Sunday, February 1, 2009

Extinct ibex is resurrected by cloning

Neil Comment: An example how on how you condition people to make them more positive to cloning.
Aaahhh... Isn't it cute... Oh we can't be against this can we, it's just so cute.


An extinct animal has been brought back to life for the first time after being cloned from frozen tissue
By Richard Gray and Roger Dobson

Extinct ibex is resurrected by cloning
Young Spanish ibex (Capra pyrenaica), Sierra de Gredos, Spain Photo: Jose Luis GOMEZ de FRANCISCO/naturepl.com

The Pyrenean ibex, a form of wild mountain goat, was officially declared extinct in 2000 when the last-known animal of its kind was found dead in northern Spain.

Shortly before its death, scientists preserved skin samples of the goat, a subspecies of the Spanish ibex that live in mountain ranges across the country, in liquid nitrogen.

Using DNA taken from these skin samples, the scientists were able to replace the genetic material in eggs from domestic goats, to clone a female Pyrenean ibex, or bucardo as they are known. It is the first time an extinct animal has been cloned.

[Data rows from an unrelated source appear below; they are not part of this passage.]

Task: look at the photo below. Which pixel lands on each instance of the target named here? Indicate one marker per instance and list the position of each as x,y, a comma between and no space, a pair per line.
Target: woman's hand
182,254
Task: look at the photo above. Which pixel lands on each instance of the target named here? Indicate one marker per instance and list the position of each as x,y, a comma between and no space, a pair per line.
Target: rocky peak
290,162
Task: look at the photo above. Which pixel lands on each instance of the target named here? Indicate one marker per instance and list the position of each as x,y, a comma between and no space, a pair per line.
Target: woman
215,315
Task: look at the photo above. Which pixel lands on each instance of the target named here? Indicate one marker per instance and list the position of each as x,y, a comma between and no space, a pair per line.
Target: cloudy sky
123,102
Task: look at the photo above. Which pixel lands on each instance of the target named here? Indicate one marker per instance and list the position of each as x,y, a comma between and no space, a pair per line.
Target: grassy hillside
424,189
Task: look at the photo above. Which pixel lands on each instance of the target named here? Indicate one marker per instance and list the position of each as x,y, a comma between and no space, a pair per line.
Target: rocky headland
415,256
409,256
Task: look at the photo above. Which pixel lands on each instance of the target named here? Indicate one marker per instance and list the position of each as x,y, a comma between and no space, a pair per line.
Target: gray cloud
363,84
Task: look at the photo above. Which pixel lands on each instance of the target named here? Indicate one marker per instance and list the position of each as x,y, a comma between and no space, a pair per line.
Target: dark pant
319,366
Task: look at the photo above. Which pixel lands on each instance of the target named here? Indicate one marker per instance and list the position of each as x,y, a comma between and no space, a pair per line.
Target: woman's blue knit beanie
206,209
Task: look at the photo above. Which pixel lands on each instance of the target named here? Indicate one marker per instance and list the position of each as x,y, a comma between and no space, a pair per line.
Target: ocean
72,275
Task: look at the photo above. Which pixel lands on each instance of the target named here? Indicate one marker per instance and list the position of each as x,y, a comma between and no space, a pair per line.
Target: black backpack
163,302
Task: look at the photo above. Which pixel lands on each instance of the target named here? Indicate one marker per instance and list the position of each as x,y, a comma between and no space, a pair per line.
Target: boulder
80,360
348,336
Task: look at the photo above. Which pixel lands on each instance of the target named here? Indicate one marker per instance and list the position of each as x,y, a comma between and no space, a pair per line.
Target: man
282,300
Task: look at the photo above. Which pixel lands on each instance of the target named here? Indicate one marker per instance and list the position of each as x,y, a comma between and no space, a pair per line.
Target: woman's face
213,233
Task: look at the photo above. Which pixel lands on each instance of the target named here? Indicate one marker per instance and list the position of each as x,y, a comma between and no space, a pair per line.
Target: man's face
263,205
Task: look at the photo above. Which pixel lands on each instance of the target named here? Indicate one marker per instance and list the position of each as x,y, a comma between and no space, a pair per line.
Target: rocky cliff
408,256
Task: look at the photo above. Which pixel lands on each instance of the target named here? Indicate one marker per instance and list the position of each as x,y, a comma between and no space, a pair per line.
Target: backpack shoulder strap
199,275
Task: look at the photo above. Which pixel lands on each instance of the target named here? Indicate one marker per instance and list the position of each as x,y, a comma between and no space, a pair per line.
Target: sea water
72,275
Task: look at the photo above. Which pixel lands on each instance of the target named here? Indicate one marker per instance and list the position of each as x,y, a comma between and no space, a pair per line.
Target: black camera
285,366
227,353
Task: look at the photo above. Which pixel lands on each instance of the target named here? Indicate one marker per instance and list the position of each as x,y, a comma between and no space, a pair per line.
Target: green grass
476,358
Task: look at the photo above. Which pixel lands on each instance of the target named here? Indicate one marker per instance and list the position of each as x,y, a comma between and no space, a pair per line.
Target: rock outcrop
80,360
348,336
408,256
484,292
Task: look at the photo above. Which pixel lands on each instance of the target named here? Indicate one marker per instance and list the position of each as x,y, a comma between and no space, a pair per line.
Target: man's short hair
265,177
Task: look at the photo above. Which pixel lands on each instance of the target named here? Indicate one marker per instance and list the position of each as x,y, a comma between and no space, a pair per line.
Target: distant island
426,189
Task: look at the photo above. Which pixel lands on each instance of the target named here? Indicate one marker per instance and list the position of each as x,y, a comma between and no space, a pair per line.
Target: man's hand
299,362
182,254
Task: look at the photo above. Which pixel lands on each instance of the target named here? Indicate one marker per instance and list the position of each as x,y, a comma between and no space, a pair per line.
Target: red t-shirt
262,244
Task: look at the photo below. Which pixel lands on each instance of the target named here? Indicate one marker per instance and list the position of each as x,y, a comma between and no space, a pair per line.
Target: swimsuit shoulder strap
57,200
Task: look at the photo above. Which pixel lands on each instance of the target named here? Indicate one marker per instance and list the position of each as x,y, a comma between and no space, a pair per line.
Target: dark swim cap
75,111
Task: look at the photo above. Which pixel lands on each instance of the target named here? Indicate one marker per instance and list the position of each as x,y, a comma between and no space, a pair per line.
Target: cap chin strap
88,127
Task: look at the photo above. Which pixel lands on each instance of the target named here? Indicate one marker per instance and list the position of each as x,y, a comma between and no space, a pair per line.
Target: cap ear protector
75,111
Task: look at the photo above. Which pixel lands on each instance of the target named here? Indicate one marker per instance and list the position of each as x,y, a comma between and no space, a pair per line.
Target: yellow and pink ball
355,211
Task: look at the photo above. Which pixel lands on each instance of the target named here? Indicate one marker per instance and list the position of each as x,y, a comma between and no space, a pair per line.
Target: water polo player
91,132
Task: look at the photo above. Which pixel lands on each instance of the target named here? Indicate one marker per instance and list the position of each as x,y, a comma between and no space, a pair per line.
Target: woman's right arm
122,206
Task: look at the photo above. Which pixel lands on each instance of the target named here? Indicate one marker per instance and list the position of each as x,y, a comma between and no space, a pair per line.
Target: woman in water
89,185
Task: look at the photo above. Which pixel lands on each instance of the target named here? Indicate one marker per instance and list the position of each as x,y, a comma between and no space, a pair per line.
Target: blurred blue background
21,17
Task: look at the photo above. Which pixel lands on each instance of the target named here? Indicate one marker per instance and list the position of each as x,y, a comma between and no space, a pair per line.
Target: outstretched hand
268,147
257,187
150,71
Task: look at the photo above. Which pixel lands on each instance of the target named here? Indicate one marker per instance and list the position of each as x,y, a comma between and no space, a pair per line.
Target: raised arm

Sadly, the newborn ibex kid died shortly after birth due to physical defects in its lungs. Other cloned animals, including sheep, have been born with similar lung defects.

But the breakthrough has raised hopes that it will be possible to save endangered and newly extinct species by resurrecting them from frozen tissue.

It has also increased the possibility that it will one day be possible to reproduce long-dead species such as woolly mammoths and even dinosaurs.

Dr Jose Folch, from the Centre of Food Technology and Research of Aragon, in Zaragoza, northern Spain, led the research along with colleagues from the National Research Institute of Agriculture and Food in Madrid.

He said: "The delivered kid was genetically identical to the bucardo. In species such as bucardo, cloning is the only possibility to avoid its complete disappearance."

Pyrenean ibex, which have distinctive curved horns, were once common in northern Spain and in the French Pyrenees, but extensive hunting during the 19th century reduced their numbers to fewer than 100 individuals.

They were eventually declared protected in 1973, but by 1981 just 30 remained in their last foothold in the Ordesa National Park in the Aragon District of the Pyrenees.

The last bucardo, a 13-year-old female known as Celia, was found dead in January 2000 by park rangers near the French border with her skull crushed.

Dr Folch and his colleagues, who were funded by the Aragon regional government, had, however, captured the bucardo the previous year and had taken a tissue sample from her ear for cryopreservation.

Using techniques similar to those used to clone Dolly the sheep, known as nuclear transfer, the researchers were able to transplant DNA from the tissue into eggs taken from domestic goats to create 439 embryos, of which 57 were implanted into surrogate females.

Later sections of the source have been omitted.